If cars came in plaid, I might think about driving one.

jim
Guest
jim

wonder woman gets to drive everyday

jim
Guest
jim

I would envy the guy who has 7 different color cars

Zaphod
Guest

Boulder has some truly amazing infrastructure which I would love to see adopted, where appropriate, here in PDX.

JB
Guest
JB

@Todd AND @Steve B:

I currently live in Boulder. And I agree with Todd, there is more traffic in Boulder than one would expect considering the claims of being such a progressive and environmentally friendly town. Sadly, I believe much of the traffic is associated with the return of CU students each fall. Admittedly, if Todd was really here 10 days ago, he probably saw Boulder at its worst as that is generally the time where literally almost every student and their mother returns to Boulder for move in week. It’s a big mess. But don’t get me wrong, we’ve got lots of great bike paths, routes and lanes and a great biking community.

Side note: I’m not sure if this is a sad reflection of me or this program, but why does a guy living in Boulder have to visit bikeportland to find out about news about Boulder? Weird.

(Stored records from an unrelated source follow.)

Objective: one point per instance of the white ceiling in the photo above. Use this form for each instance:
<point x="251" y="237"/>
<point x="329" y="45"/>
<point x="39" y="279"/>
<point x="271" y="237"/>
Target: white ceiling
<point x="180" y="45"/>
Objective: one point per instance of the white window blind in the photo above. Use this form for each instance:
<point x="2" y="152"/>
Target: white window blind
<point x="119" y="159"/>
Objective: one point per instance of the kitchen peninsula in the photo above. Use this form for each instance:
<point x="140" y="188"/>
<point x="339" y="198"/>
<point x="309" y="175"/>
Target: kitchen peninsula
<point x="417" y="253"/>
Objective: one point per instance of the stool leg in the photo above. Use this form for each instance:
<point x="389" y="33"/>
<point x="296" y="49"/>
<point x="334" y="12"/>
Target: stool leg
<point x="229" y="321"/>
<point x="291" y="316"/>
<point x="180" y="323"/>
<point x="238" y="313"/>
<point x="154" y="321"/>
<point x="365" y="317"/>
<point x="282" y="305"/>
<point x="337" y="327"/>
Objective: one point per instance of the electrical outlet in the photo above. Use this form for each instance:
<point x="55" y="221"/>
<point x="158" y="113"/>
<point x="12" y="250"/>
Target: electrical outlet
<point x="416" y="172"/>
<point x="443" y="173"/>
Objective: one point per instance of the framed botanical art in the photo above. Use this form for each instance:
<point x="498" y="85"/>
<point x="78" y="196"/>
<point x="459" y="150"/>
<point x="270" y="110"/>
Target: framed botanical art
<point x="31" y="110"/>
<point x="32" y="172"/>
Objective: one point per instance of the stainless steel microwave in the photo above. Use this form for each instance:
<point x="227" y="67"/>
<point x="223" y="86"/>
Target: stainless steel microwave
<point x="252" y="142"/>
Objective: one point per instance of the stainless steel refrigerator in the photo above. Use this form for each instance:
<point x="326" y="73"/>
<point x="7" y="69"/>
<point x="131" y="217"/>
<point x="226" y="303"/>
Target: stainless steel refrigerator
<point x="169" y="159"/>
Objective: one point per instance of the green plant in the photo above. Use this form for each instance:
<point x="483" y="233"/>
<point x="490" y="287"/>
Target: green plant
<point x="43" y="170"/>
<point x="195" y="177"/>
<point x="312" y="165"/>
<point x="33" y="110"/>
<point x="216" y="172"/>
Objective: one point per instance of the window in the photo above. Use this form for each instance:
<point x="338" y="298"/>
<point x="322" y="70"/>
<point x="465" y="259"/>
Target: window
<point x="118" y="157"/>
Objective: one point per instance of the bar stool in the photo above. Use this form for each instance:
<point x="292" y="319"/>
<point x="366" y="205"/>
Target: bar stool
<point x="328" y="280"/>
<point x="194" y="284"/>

By the way Todd, what is a “road sewer”?

Paul Tay
Guest
Paul Tay

What’s to stop any other given American city or Tulsa from ripping off Boulder?

Robert Rowe
Guest

@JB, I was wondering that too (if there were any active Boulder blogs I need to start reading once I move there).

Todd Scott
Guest

@JB

Yes, Boulder was extra busy with CU students.

As I understand it (and use it) a “road sewer” is a road designed primarily for vehicular mobility at the expense of other community and transportation needs.

JB
Guest
JB

@Robert Rowe: Sorry, I don’t know of any active Boulder bike blogs (at least no where close to the quality of this one). Perhaps you should start one once you get settled?

@Todd: Yeah, we do have a few road sewers. But the good news is that it is plenty easy to avoid the roads you mention (even if trying to get to a business on those roads).